How do you feel about change?
I’m thinking about changing my blog’s focus in the next few months, or maybe at the new year.
My second book, presently titled Facing the Odds, One Man at a Time is a fictionalized account of some very real experiences I’ve had over the years after leaving a violent marriage. Its funnier and sunnier than the first book (how funny can a book about inter-generational domestic violence and child abduction actually be, after all?) and covers the metamorphosis I made over the years as I learned more about myself and who I wanted to be instead of shifting my dependency to another man.
I think the blog will ultimately explore concepts like where do we need to be in our own lives before we can really find happiness with another, and what are things that make you feel safe with your partner.
I’m not ready to morph it just yet, but there will be a transition soon.
In the mean time, I’m waiting for my sweetie to return from two months of commercial fishing. I was writing today about some of the things I appreciate most about him, based on my early observations of his relationships with his kids. Though I changed the names of he and his daughter, the appreciation is based on a true story.
But what I like most about Don is his relationship with the women and children in his life.
I see him with his daughter, watching her. “I notice the way Danielle’s speech patterns change when she’s with her friends… I know Danielle likes soccer, but it’s her running that could net her a scholarship. Does she even know how great she is?”
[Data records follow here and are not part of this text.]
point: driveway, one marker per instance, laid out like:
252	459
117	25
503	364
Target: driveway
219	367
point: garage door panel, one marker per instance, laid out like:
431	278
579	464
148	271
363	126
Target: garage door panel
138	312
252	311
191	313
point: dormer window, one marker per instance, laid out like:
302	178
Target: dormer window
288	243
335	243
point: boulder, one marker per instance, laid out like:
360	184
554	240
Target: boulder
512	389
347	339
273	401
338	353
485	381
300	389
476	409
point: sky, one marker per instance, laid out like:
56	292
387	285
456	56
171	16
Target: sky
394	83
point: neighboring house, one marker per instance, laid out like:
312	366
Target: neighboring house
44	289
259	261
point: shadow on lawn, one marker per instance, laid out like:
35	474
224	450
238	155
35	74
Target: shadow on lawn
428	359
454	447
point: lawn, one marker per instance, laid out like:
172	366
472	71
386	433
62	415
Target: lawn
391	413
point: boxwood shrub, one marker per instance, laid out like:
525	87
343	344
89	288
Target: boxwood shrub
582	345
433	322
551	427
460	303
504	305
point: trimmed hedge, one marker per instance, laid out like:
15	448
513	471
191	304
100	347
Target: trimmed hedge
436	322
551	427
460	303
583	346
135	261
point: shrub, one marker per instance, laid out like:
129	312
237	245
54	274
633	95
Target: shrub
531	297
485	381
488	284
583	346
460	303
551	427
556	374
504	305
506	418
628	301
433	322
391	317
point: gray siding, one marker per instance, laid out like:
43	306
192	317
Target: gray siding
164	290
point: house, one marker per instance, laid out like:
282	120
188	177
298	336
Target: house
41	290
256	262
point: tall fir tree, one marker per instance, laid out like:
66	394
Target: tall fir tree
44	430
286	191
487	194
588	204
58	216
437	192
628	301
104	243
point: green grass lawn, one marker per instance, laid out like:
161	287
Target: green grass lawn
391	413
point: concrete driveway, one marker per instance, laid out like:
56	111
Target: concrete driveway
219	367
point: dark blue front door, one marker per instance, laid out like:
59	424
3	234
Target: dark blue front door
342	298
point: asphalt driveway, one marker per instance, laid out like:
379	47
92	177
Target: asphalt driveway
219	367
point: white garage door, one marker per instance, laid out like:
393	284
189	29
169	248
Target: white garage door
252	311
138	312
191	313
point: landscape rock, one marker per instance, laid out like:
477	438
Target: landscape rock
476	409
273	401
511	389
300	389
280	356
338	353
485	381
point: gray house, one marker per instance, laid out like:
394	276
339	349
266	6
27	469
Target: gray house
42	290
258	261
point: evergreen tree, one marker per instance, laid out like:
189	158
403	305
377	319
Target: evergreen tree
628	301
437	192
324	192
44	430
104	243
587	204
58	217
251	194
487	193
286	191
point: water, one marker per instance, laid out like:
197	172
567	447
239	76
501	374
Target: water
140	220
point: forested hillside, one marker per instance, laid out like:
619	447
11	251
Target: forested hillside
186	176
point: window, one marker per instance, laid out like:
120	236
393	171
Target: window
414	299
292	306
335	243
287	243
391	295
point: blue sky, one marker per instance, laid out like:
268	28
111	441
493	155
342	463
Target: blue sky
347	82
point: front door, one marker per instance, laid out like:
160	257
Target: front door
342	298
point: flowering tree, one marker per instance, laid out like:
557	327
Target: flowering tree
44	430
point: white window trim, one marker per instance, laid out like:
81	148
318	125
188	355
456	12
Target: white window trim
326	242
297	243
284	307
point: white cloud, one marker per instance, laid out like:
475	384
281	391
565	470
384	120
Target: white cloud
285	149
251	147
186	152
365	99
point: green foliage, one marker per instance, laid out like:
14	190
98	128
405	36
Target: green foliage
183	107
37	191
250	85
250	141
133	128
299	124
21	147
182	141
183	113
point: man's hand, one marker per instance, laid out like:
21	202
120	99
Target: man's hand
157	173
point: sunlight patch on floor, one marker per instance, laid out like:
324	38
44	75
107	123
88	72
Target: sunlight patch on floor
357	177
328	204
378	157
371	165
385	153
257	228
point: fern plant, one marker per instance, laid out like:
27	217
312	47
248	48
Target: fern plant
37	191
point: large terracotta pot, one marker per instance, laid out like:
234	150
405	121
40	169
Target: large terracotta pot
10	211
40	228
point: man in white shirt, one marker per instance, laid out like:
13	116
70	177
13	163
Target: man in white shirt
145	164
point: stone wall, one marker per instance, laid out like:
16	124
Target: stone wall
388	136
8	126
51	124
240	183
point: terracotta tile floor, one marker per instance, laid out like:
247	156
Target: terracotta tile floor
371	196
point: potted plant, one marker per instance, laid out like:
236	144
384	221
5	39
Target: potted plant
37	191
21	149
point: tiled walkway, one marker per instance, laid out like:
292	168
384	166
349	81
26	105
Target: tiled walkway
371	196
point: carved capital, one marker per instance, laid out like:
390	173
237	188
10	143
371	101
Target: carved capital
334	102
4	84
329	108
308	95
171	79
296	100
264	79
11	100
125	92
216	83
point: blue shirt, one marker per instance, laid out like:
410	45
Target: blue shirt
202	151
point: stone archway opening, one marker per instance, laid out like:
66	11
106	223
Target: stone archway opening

With Don’s widowed mother, there’s the occasional lunch date he tells me about. “I can tell mom is nervous about fixing stuff in her house. I wish she’d let me help her.” Or, “Why doesn’t my niece pay Mom for all the babysitting Mom does for her?” Best yet, “I looked at men in Mom’s age bracket on Match.com. They’re all broken down and looking for a nurse. No way!”
I enjoy seeing Don’s long-distance relationships with his grown children. “I call my son the last Sunday of every month so I don’t forget,” and “My daughter is so extreme. Every thing that happens, according to her, is the best, the worst, the longest, the shortest of whatever it is.” Don laughs affectionately.
But of all his loves, I adore the respect he pays to his ex-wife, Haley. I love that he calls or texts her regularly about their minor child’s welfare. I love that he smiles when he greets her in public places, and that no one watching them interact would ever guess that they broke up due to her finding a new love, and once marital counseling failed to break her new love connection, how contentious their ensuing divorce and custody battle was. I love that Don backs her up with matters regarding their daughter when appropriate. And I love that he can enjoy good memories of their marriage without self-consciousness around me. When I ask him about their wedding day, he smiles and says that he believes of all their years together, Haley had never look prettier than on that day. It was a good marriage with many positives, and then had a sad ending, but he does not allow its demise to negate all of the good times.
So in a nutshell, that’s what’s on my mind. What’s on yours? What was a positive trait your loved one had that resonated most for you?